Switzerland returns works from the Kingdom of Benin to Nigeria

Helvetia returns… but keeps the works. Eleven works preserved at the Rietberg Museum, including a bronze commemorative head from the 19th century and a sculpted ivory tusk from the 18th century from the Kingdom of Benin no longer “belong” to the City of Zurich, but to the Federal Republic of Nigeria. Two of them will soon head to Benin City, the former capital of the Kingdom of Benin. The other nine will remain in Switzerland, on long-term loan.

At the same time, the University of Zurich agreed to transfer to Nigeria the ownership of fourteen objects from Benin preserved in its Ethnographic Museum. The one in Geneva disposed of three pieces from the same provenance. In total, twenty-eight Nigerian artifacts change owners. However, some of them will not change latitude immediately.

The Benin Switzerland Initiative, launched in 2021 and coordinated by the Rietberg Museum, has identified around a hundred objects from the former kingdom of Benin in eight Swiss museums, at least fifty of which are linked to the pillaging of Benin City by British troops in 1897. Some entered public collections from 1899, others until 2022, via the international art market.

The impetus does not come from Berne but from the museums themselves. The Benin Switzerland Initiative, partly funded by the Federal Office of Culture, favored a slow, almost diplomatic method: inventory shared with the National Commission for Museums and Monuments (NCMM) of Nigeria, cross-travels, forums and a joint declaration signed in Zurich in 2023.

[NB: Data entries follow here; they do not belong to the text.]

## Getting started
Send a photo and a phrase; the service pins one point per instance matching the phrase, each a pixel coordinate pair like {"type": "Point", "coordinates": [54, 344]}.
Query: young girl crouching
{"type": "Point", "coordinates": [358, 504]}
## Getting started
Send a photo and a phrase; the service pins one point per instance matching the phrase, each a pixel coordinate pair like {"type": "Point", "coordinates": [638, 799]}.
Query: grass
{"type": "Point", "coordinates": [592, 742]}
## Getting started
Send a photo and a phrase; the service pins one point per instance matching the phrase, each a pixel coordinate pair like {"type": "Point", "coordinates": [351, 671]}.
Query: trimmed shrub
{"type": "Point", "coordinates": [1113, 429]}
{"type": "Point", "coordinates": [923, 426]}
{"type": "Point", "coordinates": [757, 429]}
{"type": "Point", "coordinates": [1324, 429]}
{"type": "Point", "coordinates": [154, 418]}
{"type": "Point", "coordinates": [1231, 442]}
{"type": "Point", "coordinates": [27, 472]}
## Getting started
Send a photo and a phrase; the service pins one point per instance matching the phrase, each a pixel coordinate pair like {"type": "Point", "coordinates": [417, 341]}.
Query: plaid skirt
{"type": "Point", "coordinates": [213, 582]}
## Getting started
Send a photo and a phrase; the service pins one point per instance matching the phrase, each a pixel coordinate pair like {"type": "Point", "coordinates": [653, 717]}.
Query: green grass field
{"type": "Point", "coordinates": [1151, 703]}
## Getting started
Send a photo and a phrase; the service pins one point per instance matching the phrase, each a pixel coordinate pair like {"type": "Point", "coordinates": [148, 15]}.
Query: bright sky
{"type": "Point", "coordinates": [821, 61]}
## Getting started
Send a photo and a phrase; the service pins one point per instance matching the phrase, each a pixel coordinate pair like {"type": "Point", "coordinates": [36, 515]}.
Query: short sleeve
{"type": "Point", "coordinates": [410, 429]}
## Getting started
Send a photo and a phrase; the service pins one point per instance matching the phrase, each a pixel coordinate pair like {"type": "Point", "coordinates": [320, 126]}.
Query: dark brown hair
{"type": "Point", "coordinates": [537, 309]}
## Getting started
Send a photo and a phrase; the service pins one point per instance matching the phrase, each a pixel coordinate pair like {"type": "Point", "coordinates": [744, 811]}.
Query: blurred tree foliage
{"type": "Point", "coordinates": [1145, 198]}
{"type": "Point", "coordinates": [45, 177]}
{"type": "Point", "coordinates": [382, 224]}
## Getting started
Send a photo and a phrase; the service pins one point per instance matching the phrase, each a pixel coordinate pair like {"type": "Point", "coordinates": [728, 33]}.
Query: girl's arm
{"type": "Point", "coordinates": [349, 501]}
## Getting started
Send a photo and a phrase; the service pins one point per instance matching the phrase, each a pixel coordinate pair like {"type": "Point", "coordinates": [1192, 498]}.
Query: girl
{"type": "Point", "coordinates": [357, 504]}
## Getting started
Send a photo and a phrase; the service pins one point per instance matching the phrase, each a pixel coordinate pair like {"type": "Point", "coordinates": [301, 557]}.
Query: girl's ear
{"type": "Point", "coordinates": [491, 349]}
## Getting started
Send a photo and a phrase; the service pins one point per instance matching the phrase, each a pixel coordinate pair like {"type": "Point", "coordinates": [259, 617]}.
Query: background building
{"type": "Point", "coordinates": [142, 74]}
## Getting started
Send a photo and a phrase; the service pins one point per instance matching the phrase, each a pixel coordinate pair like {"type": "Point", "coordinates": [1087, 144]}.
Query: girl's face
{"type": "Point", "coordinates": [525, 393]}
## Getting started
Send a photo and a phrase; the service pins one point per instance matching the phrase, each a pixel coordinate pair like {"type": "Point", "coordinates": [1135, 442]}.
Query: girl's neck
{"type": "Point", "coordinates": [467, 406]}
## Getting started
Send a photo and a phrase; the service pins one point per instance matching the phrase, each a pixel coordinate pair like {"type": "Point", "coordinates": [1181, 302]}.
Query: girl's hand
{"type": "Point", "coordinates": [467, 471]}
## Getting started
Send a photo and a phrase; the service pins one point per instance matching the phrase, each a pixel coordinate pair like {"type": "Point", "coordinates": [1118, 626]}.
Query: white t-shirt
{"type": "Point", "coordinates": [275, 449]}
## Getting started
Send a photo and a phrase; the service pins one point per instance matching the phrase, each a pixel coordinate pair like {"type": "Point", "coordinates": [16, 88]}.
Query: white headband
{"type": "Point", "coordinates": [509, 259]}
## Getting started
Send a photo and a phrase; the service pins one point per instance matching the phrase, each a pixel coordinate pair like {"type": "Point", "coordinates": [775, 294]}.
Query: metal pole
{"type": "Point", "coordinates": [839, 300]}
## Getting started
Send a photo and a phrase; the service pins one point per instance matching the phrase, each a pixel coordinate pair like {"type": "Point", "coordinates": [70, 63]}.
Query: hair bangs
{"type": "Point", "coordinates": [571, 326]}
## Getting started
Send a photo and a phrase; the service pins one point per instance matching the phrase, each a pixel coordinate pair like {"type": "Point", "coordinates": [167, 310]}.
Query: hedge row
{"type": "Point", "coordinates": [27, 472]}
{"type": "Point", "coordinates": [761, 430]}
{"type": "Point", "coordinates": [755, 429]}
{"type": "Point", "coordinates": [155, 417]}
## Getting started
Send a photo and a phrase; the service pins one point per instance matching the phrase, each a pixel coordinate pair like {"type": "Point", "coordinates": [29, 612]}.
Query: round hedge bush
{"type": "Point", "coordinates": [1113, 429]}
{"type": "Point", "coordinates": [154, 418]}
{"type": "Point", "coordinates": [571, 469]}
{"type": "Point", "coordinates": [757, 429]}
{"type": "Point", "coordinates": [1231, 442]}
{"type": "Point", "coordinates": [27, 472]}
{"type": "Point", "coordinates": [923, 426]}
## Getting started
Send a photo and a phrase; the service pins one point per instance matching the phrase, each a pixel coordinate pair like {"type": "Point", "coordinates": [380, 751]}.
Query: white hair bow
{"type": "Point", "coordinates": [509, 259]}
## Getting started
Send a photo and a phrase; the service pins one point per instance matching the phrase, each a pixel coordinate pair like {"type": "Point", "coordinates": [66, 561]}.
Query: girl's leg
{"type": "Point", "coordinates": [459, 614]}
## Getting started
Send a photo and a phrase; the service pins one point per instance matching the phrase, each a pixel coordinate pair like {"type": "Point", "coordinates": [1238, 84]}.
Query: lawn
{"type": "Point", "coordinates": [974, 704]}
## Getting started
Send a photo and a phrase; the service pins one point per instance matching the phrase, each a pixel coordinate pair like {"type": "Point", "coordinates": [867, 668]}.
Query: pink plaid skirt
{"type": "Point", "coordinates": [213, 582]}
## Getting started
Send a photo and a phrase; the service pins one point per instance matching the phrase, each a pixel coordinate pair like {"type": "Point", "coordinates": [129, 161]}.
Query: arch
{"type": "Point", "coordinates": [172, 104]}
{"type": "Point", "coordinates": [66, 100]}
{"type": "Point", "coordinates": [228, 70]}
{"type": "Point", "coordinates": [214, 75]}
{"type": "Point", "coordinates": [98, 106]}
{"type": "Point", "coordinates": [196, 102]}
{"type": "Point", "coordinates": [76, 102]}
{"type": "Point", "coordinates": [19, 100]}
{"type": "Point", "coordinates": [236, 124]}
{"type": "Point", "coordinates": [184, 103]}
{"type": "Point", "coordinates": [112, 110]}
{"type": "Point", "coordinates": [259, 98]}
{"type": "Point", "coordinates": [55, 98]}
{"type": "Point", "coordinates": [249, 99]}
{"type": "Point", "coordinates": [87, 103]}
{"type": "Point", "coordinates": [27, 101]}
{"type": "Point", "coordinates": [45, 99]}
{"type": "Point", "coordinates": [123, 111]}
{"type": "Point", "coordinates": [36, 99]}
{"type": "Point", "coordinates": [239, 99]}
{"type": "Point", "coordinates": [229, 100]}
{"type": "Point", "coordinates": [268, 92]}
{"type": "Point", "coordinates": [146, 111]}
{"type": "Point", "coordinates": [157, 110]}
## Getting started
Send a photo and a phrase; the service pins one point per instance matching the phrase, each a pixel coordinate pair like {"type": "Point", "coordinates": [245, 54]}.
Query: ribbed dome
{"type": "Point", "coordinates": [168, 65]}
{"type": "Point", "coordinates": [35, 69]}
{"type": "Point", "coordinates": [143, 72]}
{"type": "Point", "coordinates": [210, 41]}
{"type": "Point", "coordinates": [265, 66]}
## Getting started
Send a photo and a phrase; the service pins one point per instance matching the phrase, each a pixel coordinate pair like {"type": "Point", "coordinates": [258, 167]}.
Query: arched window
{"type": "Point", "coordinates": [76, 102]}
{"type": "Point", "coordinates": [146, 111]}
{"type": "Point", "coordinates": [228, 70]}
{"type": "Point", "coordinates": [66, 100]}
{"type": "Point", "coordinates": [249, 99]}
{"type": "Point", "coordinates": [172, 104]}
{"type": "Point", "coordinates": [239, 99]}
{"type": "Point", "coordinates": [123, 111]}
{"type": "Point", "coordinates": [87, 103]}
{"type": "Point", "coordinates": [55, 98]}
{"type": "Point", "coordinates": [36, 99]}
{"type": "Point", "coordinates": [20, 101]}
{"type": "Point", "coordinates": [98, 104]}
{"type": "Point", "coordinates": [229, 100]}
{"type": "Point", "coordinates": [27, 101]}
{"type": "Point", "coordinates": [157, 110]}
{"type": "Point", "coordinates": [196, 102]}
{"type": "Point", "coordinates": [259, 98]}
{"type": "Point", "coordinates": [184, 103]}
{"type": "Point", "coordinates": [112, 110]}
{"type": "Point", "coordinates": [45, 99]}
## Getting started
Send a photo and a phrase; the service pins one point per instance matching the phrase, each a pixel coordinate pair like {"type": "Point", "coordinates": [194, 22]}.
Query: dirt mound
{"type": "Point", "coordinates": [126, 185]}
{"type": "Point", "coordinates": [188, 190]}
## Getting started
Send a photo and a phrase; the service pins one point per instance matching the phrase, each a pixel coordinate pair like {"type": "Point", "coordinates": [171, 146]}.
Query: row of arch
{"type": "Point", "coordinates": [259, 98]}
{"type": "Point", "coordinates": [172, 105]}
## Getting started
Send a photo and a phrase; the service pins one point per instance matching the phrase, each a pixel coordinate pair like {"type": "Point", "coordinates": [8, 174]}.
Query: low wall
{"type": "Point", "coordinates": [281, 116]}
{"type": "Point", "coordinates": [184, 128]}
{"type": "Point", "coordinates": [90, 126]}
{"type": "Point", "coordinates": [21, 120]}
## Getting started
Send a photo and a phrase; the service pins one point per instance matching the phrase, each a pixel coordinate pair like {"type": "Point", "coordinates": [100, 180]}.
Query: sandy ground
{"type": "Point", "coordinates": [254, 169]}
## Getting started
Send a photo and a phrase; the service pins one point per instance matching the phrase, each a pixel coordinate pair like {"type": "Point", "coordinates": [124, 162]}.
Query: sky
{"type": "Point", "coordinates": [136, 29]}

Nigerian demands for restitution came next, in a very formal manner. In March 2024 for the objects from the University of Zurich, in July 2024 for those from the Rietberg Museum, in May 2025 for the Geneva pieces. The ceremony of March 20, 2026 ratifies the transfer of ownership of the twenty-eight artifacts, presented as the continuation of a dialogue initiated several years earlier.

This chronology says a lot about the “Swiss way”. There is no major framework law on colonial restitutions, but federal guidelines on provenance, targeted funding, then decisions taken on a case-by-case basis by cities and universities. This year, an independent commission responsible for “historically problematic art” takes office. Competent for property plundered by the Nazis as well as for objects acquired in a colonial context, it does not have any binding power. It must offer fair and equitable solutions.